Today, Björk has unveiled the video for her second single off her upcoming album Utopia. “Blissing Me” tells the story of a budding romance, of “falling in love with love.” (Björk has called Utopia her Tinder album, as it’s the lighter follow-up to her 2015 break-up album Vulnicura, though she did recently clarify to The Guardian, “I would never be able to be on Tinder.”) “Is this excess texting a blessing? / Two music nerds obsessing,” sings Björk on her new bond, and then: “Sending each other MP3s.”
But the accompanying gesture she makes in the song’s minimal video, which also finds her crawling, spinning, and flailing like a baby who’s learning all the things her young body can do, is perplexing. Björk makes a texting motion but most smart phones are configured to make such file sharing impossible—you need a computer in order to transfer songs and place them into a player like iTunes in order to be able to listen to them. Maybe she’s being figurative, maybe her phone is somehow cracked to make this kind of transfer possible, maybe Björk has a Björkphone that’s like the Batphone but for music and with way more buttons/capability.
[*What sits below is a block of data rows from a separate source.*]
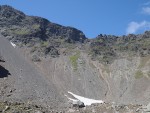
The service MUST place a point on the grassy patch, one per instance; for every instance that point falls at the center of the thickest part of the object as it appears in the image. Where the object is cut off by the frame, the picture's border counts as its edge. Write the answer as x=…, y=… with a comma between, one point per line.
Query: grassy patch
x=138, y=74
x=44, y=43
x=74, y=59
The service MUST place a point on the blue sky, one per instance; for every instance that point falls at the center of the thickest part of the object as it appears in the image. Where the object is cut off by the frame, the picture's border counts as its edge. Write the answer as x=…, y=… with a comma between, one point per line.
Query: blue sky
x=93, y=17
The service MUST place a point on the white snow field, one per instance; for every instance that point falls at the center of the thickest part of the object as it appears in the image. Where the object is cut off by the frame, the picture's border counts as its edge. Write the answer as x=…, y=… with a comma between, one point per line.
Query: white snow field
x=86, y=101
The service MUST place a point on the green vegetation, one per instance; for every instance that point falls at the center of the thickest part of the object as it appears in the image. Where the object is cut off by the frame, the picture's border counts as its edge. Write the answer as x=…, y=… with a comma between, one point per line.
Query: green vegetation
x=138, y=74
x=44, y=43
x=74, y=59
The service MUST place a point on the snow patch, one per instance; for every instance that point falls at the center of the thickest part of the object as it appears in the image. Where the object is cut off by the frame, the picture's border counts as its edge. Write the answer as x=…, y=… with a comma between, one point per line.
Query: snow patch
x=86, y=101
x=14, y=45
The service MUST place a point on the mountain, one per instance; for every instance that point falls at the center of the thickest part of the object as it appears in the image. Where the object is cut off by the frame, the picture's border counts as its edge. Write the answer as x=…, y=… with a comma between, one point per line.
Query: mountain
x=48, y=64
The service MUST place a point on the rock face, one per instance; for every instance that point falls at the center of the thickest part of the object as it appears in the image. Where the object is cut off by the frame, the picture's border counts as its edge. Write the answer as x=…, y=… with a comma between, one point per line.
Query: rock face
x=36, y=31
x=49, y=60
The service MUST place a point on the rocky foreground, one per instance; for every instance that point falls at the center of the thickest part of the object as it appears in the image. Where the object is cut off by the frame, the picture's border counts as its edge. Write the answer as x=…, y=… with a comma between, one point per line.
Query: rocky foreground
x=40, y=62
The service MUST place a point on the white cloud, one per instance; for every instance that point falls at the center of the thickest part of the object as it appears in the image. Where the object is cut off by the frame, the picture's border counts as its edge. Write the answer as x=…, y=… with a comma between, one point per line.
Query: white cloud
x=133, y=27
x=146, y=10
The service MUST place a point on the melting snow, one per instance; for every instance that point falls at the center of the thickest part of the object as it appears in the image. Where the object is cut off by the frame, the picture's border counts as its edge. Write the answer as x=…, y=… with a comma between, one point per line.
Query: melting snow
x=86, y=101
x=14, y=45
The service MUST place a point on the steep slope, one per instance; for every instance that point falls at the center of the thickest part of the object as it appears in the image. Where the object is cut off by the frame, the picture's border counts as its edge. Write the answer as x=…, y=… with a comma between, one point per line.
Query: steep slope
x=49, y=60
x=26, y=83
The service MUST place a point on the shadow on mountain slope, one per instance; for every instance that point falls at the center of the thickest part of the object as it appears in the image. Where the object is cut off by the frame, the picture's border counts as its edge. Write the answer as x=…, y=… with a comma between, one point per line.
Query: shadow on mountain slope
x=3, y=72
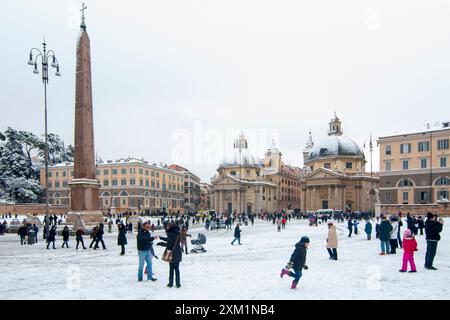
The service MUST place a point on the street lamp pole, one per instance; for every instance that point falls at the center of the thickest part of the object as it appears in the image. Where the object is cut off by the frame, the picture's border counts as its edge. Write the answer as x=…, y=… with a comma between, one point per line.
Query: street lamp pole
x=44, y=56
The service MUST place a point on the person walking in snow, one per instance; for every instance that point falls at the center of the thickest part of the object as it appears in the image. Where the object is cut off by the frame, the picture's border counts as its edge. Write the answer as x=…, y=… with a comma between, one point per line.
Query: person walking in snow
x=432, y=230
x=350, y=227
x=278, y=224
x=409, y=246
x=79, y=238
x=173, y=244
x=51, y=237
x=99, y=237
x=65, y=234
x=184, y=236
x=22, y=232
x=122, y=238
x=145, y=251
x=385, y=236
x=297, y=262
x=355, y=225
x=332, y=241
x=394, y=231
x=237, y=234
x=368, y=229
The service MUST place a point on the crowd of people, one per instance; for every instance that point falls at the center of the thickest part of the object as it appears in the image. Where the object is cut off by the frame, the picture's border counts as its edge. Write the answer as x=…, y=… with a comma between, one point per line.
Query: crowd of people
x=388, y=230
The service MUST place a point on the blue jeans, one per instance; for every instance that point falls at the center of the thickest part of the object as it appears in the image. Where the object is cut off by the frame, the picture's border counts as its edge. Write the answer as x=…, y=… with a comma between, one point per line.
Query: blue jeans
x=147, y=257
x=238, y=239
x=296, y=274
x=385, y=247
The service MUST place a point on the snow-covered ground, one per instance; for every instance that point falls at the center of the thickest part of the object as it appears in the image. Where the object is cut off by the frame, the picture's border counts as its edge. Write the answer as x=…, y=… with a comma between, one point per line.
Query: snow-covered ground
x=250, y=271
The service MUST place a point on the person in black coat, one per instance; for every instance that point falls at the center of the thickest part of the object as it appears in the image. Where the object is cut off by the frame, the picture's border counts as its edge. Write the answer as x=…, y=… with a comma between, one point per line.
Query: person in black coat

Or maybe she’s lying with her hands.
Curious.
The song is... ya know, contemporary Björk. Harp-dominant and increasingly layered, it reminds me of something between the Vespertine b-side “Generous Palmstroke” and an original song Mokey would have played on Fraggle Rock. The melody here is more tenacious and dynamic than that of the first Utopia single, “The Gate,” but only slightly—the same four bars of melody are sung ad nauseam in “Blissing Me.” This is not the kind of track I’d spend the time tracking down an MP3 of and then figuring out how to transfer from phone to phone, but I might stream it a couple more times.